Wednesday 25 March 2015

Learning From A Programmer's Guide To Data Mining

During the past weeks, I was reading up, and learning from the online book, A Programmer's Guide to Data Mining by Ron Zacharski. The website is http://guidetodatamining.com/

The books advises right upfront that it "follows a learn-by-doing approach. Instead of passively reading the book, I encourage you to work through the exercises and experiment with the Python code I provide. Experimenting around, code hacking, and trying out methods with different data sets is the key to really gaining an understanding of the techniques."
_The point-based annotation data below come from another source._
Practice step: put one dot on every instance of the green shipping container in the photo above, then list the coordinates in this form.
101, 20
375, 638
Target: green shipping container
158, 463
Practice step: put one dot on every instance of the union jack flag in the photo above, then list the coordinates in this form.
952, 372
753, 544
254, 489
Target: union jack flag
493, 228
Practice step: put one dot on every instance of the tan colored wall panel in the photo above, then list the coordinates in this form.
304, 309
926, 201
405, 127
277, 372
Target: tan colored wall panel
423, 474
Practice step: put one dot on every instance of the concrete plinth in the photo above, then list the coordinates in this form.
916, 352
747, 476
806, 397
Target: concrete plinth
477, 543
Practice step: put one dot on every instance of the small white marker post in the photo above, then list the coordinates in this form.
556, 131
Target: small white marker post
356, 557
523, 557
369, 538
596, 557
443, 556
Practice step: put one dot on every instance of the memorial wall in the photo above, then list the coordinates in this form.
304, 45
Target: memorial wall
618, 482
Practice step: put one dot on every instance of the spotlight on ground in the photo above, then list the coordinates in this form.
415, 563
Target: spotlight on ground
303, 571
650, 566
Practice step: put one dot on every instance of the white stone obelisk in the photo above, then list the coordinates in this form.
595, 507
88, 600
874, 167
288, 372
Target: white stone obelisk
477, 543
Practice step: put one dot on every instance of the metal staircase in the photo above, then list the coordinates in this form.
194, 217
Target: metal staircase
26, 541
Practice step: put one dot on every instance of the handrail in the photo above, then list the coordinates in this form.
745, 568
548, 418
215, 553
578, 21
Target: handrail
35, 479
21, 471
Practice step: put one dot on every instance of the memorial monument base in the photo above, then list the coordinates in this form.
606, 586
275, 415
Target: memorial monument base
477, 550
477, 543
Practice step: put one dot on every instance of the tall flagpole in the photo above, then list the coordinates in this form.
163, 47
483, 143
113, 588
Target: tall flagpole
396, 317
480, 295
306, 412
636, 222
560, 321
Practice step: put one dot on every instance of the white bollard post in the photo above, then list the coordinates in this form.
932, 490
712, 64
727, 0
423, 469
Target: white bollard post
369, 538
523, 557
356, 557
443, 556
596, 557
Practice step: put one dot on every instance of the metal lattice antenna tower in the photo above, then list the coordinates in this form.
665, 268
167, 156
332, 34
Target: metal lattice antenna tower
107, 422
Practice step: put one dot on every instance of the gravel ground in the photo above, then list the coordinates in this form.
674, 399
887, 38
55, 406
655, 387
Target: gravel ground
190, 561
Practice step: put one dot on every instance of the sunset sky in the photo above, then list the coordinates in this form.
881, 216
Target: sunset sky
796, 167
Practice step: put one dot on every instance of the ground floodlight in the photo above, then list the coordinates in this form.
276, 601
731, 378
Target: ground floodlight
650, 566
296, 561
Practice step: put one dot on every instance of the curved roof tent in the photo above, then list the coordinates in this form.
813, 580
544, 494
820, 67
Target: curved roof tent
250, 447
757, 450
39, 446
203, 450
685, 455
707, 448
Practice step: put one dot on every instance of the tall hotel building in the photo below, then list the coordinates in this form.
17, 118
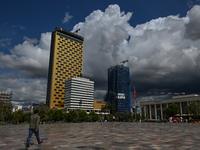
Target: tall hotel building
66, 61
119, 88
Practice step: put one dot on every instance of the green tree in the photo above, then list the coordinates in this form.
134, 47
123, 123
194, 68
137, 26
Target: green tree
93, 116
72, 116
58, 115
82, 116
65, 117
26, 117
18, 115
172, 110
51, 114
80, 103
194, 108
109, 107
5, 110
42, 111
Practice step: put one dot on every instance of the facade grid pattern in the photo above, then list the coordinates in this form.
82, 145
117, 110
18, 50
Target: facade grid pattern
66, 61
119, 88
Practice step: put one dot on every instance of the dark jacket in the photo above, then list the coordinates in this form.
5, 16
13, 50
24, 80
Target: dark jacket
34, 122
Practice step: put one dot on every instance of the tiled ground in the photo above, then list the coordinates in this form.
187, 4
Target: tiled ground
104, 136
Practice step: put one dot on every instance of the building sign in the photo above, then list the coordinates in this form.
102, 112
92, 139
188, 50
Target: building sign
120, 96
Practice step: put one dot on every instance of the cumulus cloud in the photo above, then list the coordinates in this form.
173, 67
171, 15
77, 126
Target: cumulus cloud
192, 28
156, 50
31, 60
67, 17
5, 43
163, 53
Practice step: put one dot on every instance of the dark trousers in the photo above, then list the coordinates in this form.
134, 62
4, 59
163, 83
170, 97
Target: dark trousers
31, 131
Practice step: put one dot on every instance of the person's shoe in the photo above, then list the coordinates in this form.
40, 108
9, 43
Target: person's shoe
41, 142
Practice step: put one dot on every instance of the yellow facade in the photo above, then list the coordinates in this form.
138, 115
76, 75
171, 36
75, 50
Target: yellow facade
98, 104
66, 61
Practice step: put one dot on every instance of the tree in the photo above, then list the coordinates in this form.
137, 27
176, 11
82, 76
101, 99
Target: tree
42, 111
18, 115
82, 116
172, 110
109, 106
194, 108
72, 116
93, 116
50, 114
80, 103
5, 110
26, 117
58, 115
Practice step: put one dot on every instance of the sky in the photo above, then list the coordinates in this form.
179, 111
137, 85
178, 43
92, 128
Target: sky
159, 38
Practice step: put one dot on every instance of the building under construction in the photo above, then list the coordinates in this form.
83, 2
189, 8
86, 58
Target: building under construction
119, 88
5, 96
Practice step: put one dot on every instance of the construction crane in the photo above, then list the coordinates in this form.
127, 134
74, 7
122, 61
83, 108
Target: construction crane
171, 93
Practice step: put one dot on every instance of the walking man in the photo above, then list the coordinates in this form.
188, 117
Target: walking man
34, 128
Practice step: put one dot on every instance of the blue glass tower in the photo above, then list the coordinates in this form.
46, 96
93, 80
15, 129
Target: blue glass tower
119, 88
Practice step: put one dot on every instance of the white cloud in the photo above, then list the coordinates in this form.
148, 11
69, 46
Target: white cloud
30, 59
67, 17
192, 28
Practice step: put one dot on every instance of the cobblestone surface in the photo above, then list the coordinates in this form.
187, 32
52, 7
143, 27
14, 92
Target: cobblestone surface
104, 136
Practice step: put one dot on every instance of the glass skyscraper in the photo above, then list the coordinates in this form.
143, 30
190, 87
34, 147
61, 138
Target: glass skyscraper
119, 88
66, 61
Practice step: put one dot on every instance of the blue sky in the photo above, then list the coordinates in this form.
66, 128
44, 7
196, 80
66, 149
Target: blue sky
26, 28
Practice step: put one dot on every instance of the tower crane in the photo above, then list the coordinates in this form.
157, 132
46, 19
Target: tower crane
118, 63
124, 62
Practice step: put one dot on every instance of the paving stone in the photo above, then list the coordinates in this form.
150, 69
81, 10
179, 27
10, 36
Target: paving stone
104, 136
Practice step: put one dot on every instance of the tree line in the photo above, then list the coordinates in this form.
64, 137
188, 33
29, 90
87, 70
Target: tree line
51, 115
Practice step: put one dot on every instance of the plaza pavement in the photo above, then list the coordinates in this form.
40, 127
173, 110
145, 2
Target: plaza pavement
104, 136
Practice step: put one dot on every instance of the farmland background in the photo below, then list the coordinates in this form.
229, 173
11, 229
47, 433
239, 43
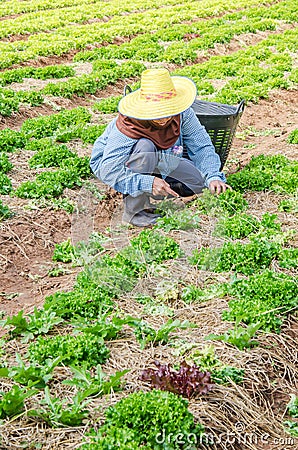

I tried a different approach. My method of learning was to translate the programs from Python to Ruby. The translation journey was a whirlwind tour through various Python keywords and idioms. I started with tuples and then zoomed ahead with file I/O, map, lambda, random, priority queue, unit testing, and finally list comprehension. It was fun finding what a particular Python keyword or syntax does, and then figuring how to do the same in Ruby.

The list comprehension was a bit of a challenge. I'd written about it in an earlier blog post. I can rollout a list comprehension, but Ron has a three-depth nested loop in chapter 8. I struggled to write the normal forward loop for this, but when I was not making progress, I posted the problem on stackoverflow, question 28781721. I got answers; then I also informed the same to Ron via email, and he joined the discussion and gave the solution to me on the thread.

As one reads the chapters, one would realize that the topics that go into the subject of data mining and those that go into the subject of machine learning are very common. As you go from the first chapter, successive chapters use more advanced Python features. Not only data mining techniques, you would learn more of Python itself. Probably the author himself got more knowledge about Python as he wrote the book.

This book has a very informal tone, with plenty of pictures and examples, a la Head First approach, it looks almost like a Head First series book, but thankfully is not one. Head First books initially were good with a proper balance of text, explanation, pictures and exercises. But some of the later books were heavy on the pictures so that I thought they were cutting down on the subject material.

As a last step, I wrote up a document of the key points from each chapter and I have uploaded my Ruby code to github. I will publish them in subsequent posts.